The Decoy Dilemma in Online Medical Information Evaluation: A Comparative Study of Credibility Assessments by LLM and Human Judges

Jiqun Liu,Jiangen He
2024-11-23
Abstract:Can AI be cognitively biased in automated information judgment tasks? Despite recent progresses in measuring and mitigating social and algorithmic biases in AI and large language models (LLMs), it is not clear to what extent LLMs behave "rationally", or if they are also vulnerable to human cognitive bias triggers. To address this open problem, our study, consisting of a crowdsourcing user experiment and a LLM-enabled simulation experiment, compared the credibility assessments by LLM and human judges under potential decoy effects in an information retrieval (IR) setting, and empirically examined the extent to which LLMs are cognitively biased in COVID-19 medical (mis)information assessment tasks compared to traditional human assessors as a baseline. The results, collected from a between-subject user experiment and a LLM-enabled replicate experiment, demonstrate that 1) Larger and more recent LLMs tend to show a higher level of consistency and accuracy in distinguishing credible information from misinformation. However, they are more likely to give higher ratings for misinformation due to the presence of a more salient, decoy misinformation result; 2) While decoy effect occurred in both human and LLM assessments, the effect is more prevalent across different conditions and topics in LLM judgments compared to human credibility ratings. In contrast to the generally assumed "rationality" of AI tools, our study empirically confirms the cognitive bias risks embedded in LLM agents, evaluates the decoy impact on LLMs against human credibility assessments, and thereby highlights the complexity and importance of debiasing AI agents and developing psychology-informed AI audit techniques and policies for automated judgment tasks and beyond.

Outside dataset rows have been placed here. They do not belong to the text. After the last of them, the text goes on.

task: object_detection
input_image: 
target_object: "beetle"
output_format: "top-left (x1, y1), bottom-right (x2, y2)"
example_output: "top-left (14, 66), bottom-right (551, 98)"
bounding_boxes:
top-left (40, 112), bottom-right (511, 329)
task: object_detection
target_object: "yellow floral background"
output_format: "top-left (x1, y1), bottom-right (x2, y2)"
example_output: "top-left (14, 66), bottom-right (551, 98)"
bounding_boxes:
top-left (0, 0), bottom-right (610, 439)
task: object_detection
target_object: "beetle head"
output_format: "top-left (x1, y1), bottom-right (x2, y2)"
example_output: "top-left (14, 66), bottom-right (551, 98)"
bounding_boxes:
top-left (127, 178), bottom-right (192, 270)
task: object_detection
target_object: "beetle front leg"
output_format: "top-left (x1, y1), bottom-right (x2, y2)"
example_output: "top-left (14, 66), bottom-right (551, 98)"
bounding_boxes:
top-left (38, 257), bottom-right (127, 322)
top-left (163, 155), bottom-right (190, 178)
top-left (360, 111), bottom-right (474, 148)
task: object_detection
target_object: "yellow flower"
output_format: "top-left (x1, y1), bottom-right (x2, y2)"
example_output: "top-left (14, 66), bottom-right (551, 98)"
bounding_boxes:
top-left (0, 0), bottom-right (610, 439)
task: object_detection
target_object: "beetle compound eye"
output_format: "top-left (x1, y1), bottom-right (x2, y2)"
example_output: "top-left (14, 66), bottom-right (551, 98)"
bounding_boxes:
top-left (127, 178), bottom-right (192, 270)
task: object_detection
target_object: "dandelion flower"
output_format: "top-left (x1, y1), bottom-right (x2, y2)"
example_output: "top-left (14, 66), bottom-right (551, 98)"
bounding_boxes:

Information Retrieval,Artificial Intelligence,Human-Computer Interaction
What problem does this paper attempt to address?
The main problem that this paper attempts to solve is to evaluate the cognitive biases of large - language models (LLMs) in the task of online medical information evaluation, especially whether LLMs are more vulnerable to the Decoy Effect compared to human evaluators. Specifically, the research focuses on two main research questions: 1. **How vulnerable are LLM agents to the decoy effect when evaluating the credibility of online medical information in web searches, compared to human evaluators?** - This question aims to explore the performance of LLMs in the face of decoy information, especially the differences from human evaluators in the ability to identify and distinguish between credible information and misinformation. 2. **How does the vulnerability of LLM agents to the decoy effect change under different topics and evaluation contexts?** - This question further refines the first question and aims to understand whether there are differences in the sensitivity of LLMs to the decoy effect when dealing with different medical topics and evaluation environments. Through these questions, the research hopes to reveal the potential cognitive biases of LLMs in automated information - evaluation tasks and evaluate the impact of these biases on medical information - evaluation tasks. This not only helps to understand the performance of LLMs in complex decision - making tasks, but also provides a basis for the development of more reliable artificial intelligence auditing techniques and policies.